Skimpflation means a lower quality of a good for the same price,” he said. For example, in the UK, Waitrose Butter Chicken Curry fell from 47 per cent chicken to 41 per cent. Greedflation means that retailers and manufacturers raise their prices more than their costs have risen, thereby achieving excess profit margins. “During the recent spike in inflation, many Australian companies such as banks, insurers, airlines and telecoms were among those who were accused of this type of price gouging,” said Professor van Heerde. “The government recently directed the Australian Competition and Consumer Commission (ACCC) to investigate pricing and competition in the supermarket sector to ensure Australians are paying a fair price for groceries.”

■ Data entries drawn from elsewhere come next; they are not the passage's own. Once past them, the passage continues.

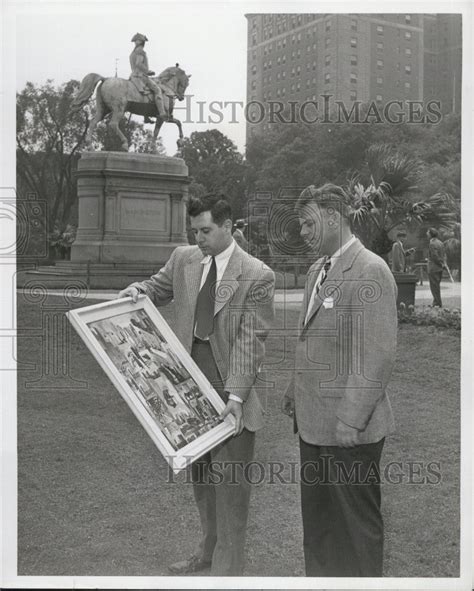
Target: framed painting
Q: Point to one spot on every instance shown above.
(157, 378)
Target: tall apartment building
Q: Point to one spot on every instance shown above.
(365, 57)
(443, 60)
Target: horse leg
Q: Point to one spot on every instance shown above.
(117, 115)
(158, 126)
(177, 122)
(100, 112)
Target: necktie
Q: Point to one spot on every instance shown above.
(324, 274)
(321, 279)
(205, 304)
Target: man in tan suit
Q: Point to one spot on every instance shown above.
(223, 310)
(337, 397)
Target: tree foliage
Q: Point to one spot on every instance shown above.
(49, 143)
(216, 165)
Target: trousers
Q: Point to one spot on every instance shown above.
(435, 286)
(340, 501)
(222, 487)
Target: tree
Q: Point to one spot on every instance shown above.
(215, 163)
(49, 142)
(384, 197)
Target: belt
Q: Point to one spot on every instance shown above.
(200, 341)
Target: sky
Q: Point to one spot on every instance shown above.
(208, 40)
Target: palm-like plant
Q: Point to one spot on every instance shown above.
(383, 197)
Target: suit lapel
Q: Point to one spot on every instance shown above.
(334, 277)
(310, 282)
(194, 270)
(229, 283)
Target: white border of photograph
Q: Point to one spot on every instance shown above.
(177, 459)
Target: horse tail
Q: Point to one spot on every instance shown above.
(85, 91)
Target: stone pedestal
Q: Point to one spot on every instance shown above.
(131, 208)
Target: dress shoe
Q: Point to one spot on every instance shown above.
(191, 565)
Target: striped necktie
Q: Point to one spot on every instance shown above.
(320, 280)
(205, 305)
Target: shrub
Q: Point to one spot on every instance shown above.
(427, 316)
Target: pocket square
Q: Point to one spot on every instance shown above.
(328, 303)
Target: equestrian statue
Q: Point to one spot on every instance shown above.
(143, 94)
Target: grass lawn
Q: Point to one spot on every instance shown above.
(93, 496)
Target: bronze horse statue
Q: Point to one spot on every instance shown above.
(116, 96)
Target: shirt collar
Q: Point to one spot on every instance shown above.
(222, 256)
(343, 249)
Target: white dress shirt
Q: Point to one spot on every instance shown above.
(222, 260)
(339, 252)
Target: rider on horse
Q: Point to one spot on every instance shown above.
(140, 75)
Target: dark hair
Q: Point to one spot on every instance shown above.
(328, 194)
(213, 202)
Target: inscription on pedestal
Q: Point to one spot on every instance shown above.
(143, 214)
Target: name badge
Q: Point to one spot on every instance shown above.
(328, 303)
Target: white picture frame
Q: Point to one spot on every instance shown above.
(157, 378)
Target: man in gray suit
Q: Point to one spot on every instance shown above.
(436, 265)
(337, 397)
(223, 310)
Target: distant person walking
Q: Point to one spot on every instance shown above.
(239, 236)
(436, 264)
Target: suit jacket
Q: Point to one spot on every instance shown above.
(346, 351)
(239, 237)
(436, 255)
(398, 258)
(243, 314)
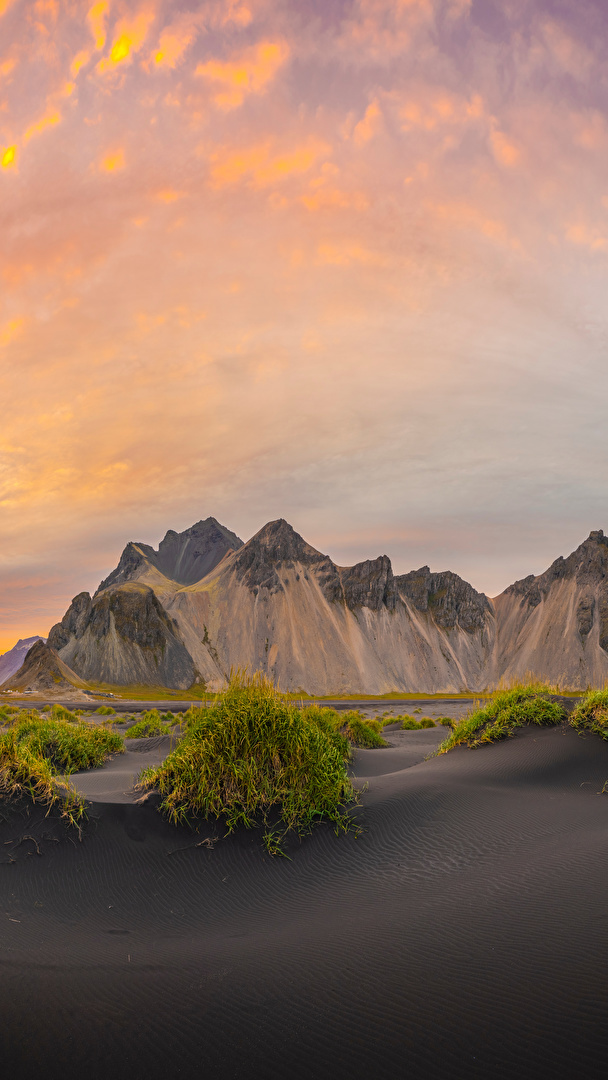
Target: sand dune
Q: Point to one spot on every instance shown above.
(462, 934)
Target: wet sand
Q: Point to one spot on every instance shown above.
(463, 934)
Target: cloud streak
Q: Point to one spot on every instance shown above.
(345, 266)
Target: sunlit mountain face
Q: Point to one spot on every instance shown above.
(341, 262)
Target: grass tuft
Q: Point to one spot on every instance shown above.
(38, 753)
(149, 725)
(591, 714)
(507, 711)
(410, 724)
(254, 754)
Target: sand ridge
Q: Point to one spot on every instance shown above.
(461, 934)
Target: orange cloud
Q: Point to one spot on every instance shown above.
(169, 196)
(504, 151)
(262, 167)
(247, 75)
(585, 237)
(11, 331)
(96, 19)
(130, 36)
(49, 120)
(367, 127)
(347, 254)
(112, 162)
(80, 59)
(429, 110)
(9, 158)
(173, 43)
(335, 199)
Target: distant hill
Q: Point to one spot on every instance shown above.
(11, 661)
(43, 671)
(278, 605)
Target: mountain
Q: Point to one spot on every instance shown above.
(556, 623)
(278, 605)
(11, 661)
(184, 557)
(124, 636)
(44, 671)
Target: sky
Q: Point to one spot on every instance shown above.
(340, 261)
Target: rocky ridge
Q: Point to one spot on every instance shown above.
(278, 605)
(11, 661)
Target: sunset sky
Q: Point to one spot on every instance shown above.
(341, 261)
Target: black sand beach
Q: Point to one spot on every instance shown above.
(464, 933)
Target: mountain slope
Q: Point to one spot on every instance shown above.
(43, 670)
(123, 636)
(556, 623)
(184, 557)
(280, 606)
(11, 661)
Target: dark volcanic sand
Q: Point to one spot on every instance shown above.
(464, 934)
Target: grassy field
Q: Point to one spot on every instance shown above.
(39, 753)
(255, 758)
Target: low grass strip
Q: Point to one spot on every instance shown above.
(507, 711)
(591, 714)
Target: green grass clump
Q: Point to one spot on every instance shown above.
(591, 714)
(254, 754)
(150, 724)
(37, 755)
(61, 713)
(8, 714)
(507, 711)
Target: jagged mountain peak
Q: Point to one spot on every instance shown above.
(184, 557)
(588, 564)
(446, 597)
(275, 545)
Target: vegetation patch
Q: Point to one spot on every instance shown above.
(38, 754)
(253, 755)
(591, 714)
(410, 724)
(509, 710)
(150, 724)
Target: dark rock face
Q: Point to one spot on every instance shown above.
(446, 597)
(42, 670)
(151, 638)
(130, 562)
(584, 615)
(278, 545)
(185, 557)
(73, 622)
(189, 556)
(370, 584)
(11, 661)
(589, 567)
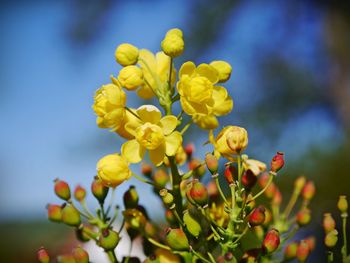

Next steps for a research agenda

Professor van Heerde said more research is needed to study how highly emotive trends such as shrinkflation, skimpflation and greedflation affect consumer purchase behaviour and attitudes towards retailers. “If you read the fierce social and traditional media discussions, many consumers are outraged and call for boycotts because of greedy and unethical retailer and manufacturer practices. But do consumers really walk the talk and switch retailers, or do they just swallow the bitter pill? There is a lot of new research needed to address this question,” he said.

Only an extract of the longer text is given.